Hoje na caminhada matutina vi esta placa na encruzilhada do trem. Ela traduz meu ano pandêmico. Logo no início fiquei apreensiva. Três meses bastante reclusa.
Reencontrar meus filhos e minha netinha foi uma das maiores emoções que vou guardar. Alice, ao me ver, correu e pulou no meu colo. O abraço está reverberando até agora. Em momentos difíceis eu lembro dele.
Mas houve algo inusitado.
A percepção de uma fresta, uma luz no final do túnel. Algo que eu poderia fazer, que poderia aliviar a vida de quem estava em uma situação muito mais delicada do que a minha.
Não era algo intangível do campo do divino ou da magia. Era algo concreto a ser percebido e realizado. Então, com o auxílio de uma rede de amigos muito queridos, resolvemos que, na Comunidade Água Branca, não faltaria a merenda escolar. E na medida do possível, principalmente nas frias noites (que os deixam ainda mais vulneráveis), um sopão.

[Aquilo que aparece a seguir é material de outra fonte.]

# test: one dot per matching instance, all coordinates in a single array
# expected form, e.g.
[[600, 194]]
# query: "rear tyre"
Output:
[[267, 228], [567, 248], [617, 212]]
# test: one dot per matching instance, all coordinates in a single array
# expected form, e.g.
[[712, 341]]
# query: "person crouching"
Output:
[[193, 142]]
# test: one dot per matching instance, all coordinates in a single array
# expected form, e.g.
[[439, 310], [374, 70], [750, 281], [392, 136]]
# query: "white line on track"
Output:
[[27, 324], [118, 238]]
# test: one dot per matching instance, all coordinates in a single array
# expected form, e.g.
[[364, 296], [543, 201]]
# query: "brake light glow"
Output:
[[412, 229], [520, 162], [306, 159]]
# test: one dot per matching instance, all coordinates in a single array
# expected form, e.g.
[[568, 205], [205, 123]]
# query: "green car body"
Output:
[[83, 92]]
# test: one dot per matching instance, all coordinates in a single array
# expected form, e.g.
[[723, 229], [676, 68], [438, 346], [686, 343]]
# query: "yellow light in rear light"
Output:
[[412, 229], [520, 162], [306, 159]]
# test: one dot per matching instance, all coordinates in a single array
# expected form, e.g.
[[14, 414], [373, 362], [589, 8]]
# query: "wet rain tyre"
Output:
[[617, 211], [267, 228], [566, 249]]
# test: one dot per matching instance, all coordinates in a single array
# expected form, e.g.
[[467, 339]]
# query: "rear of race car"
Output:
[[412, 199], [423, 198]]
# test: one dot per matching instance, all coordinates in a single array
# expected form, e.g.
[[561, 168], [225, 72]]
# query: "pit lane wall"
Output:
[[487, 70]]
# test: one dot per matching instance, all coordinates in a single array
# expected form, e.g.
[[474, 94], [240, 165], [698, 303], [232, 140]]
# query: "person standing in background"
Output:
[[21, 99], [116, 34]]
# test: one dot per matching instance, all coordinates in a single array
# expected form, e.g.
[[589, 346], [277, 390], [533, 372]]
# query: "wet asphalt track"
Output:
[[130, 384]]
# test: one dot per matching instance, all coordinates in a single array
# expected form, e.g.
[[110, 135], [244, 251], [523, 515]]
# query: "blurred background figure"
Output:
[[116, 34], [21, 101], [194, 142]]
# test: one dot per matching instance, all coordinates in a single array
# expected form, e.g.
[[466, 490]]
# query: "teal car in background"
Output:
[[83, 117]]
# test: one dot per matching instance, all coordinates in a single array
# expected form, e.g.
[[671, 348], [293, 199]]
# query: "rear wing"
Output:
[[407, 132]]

Foi um aprendizado inigualável.
Conforme fui me envolvendo, mesmo que à distância no início, percebi quão distante estamos nos colocando do outro, que tanto necessita de nós. Não estou falando em assistencialismo. Estou falando de ética. Não é possível uma família de seis pessoas viver em condições tão precárias. Uma, dentre milhões, na mesma situação.
A gente escuta, debate, tenta enxergar todos os dias. E o que a gente faz de verdade? Fazemos a mesma coisa a que nos habituamos a fazer, dar um meio sorriso e prosseguir para as “nossas vidas”. Lá é cá.
É uma ilusão que impede a nossa evolução como seres ressonantes espiritual, material e afetivamente. O “lá e cá “ não existe, estamos conectados. O que acontece a um afetará o outro. Tive a oportunidade de me engajar a vários grupos de movimentos de inclusão social, via WhatsApp. Centenas de grupos determinados em rasgar a cortina de fumaça para a qual cada um de nós contribuiu.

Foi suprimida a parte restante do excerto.